Evidence as to User by the Public
43. The evidence of user of the lane was principally of user by the owners of property adjoining the lane. In addition to evidence of user by the inhabitants of 16 to 23 Furrough Cross, there was evidence of user to gain access to and from the land which is now the site of 24 Furrough Cross and the garage built at the back of 7 York Crescent. Mr Brian Grey gave evidence of his father using the lane from 1959 to access the yard that is now the site of 24 Furrough Cross, through double gates and to access the garage he built at the rear of 7 York Crescent. Mrs Lean gave similar evidence. Evidence of use by others was given by Karen McFarlane and by Mrs Lean. Karen McFarlane said that members of the public had walked down the lane over the years. Mrs Lean gave evidence that she had seen members of the public walk up the lane who then said to Mrs Lean that they thought the lane went somewhere.
44. The Respondents produced a number of written statements from individuals in which they describe use of the lane. Some of the statements date from between 1985 and 1987 when Mr and Mrs Lean were seeking to establish a right of way over the lane to access what is now the site of 24 Furrough Cross. A further four witness statements were prepared for the present proceedings. However, none of the makers of these statements attended to give oral evidence and to be cross-examined. In those circumstances, it would not be just to place any weight of their evidence where it is controversial.
Is the southern lane a highway not maintainable at the public expense?
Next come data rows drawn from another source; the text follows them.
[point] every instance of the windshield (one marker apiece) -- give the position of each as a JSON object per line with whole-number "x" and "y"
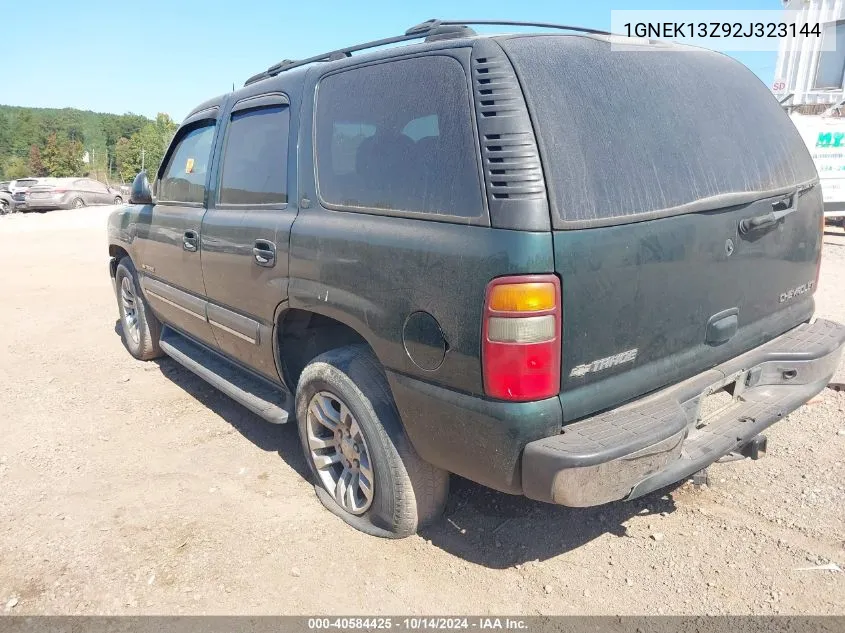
{"x": 627, "y": 136}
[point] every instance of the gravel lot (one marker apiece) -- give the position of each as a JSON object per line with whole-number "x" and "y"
{"x": 130, "y": 487}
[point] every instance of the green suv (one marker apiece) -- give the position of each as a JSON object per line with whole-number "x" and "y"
{"x": 544, "y": 264}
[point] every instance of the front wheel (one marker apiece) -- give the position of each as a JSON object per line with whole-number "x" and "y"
{"x": 140, "y": 327}
{"x": 365, "y": 468}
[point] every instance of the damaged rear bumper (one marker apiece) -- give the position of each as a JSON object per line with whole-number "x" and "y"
{"x": 666, "y": 436}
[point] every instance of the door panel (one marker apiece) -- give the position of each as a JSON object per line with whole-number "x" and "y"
{"x": 168, "y": 235}
{"x": 245, "y": 233}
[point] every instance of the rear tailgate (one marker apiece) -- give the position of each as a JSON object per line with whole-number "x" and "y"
{"x": 652, "y": 161}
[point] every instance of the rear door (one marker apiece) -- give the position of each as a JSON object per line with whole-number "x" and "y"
{"x": 686, "y": 209}
{"x": 168, "y": 233}
{"x": 246, "y": 231}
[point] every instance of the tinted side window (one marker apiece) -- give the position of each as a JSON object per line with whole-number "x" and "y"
{"x": 256, "y": 157}
{"x": 398, "y": 136}
{"x": 184, "y": 178}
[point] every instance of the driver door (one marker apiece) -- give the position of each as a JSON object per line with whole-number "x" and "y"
{"x": 168, "y": 239}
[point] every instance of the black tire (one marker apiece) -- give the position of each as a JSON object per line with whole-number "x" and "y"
{"x": 145, "y": 345}
{"x": 408, "y": 493}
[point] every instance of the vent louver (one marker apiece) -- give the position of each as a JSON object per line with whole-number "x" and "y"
{"x": 513, "y": 174}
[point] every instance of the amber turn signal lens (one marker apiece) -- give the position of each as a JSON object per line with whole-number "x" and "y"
{"x": 527, "y": 297}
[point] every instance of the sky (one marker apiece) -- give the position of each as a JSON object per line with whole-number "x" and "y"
{"x": 167, "y": 56}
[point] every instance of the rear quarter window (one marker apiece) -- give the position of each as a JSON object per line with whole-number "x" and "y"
{"x": 398, "y": 137}
{"x": 627, "y": 136}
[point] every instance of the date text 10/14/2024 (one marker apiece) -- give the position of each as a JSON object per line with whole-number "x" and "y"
{"x": 417, "y": 623}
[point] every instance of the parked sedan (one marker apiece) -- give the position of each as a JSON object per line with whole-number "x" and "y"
{"x": 70, "y": 193}
{"x": 19, "y": 188}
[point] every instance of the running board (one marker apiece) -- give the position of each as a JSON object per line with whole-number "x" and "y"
{"x": 257, "y": 394}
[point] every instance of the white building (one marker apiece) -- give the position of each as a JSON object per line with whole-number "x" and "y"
{"x": 809, "y": 74}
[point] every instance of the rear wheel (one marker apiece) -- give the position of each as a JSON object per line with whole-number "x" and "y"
{"x": 364, "y": 465}
{"x": 139, "y": 326}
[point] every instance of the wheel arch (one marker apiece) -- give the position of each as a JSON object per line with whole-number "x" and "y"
{"x": 300, "y": 335}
45. The southern lane has the physical attributes of a highway. It is a lane or road and it connects to the public highway. There is nothing to prevent its use by the general public. It has been used by a number of people over the years, being the occupants of 17 to 23 Furrough Cross and the yard, now 24 Furrough Cross and by Mr Gray and Mr Lean to access the garage at the rear of 7 York Crescent. It has also been used by visitors to those properties. It has been so used for a period in excess of 20 years. No evidence has been produced to establish that the owners of those properties have a private right of way over the southern lane. Mr Bell has referred to a predecessor in title being granted a right of way by a deed made between Samuel Fox and Mr Thomas dated 11 th March 1852 but no copy of that deed was produced. Had it been necessary for me to decide if the southern lane was a highway I would on balance have found that it was. The position might have been different had evidence been produced of the grant of private rights of way over the southern lane in favour of the owners of 17 to 23 Furrough Cross.
Conclusions
46. The Applicants have established that they have been in adverse possession of the disputed land for a period in excess of 12 years. The disputed land is not part of a public highway maintainable at the public expense. If it is part of a highway not maintainable at the public expense, this will not prevent title being obtained by adverse possession. I shall direct the Chief Land Registrar to give effect to the application of the Applicants to be registered with possessory title to the disputed land.
Costs
47. My preliminary view is that the Respondents must pay the Applicants’ costs of the proceedings, to be assessed. The Applicants have succeeded. It would be just for costs to follow the event. Any party who wishes to submit that some different order should be made as to costs should serve written submissions on the Tribunal and on the other party by 5pm on 29 th October 2014.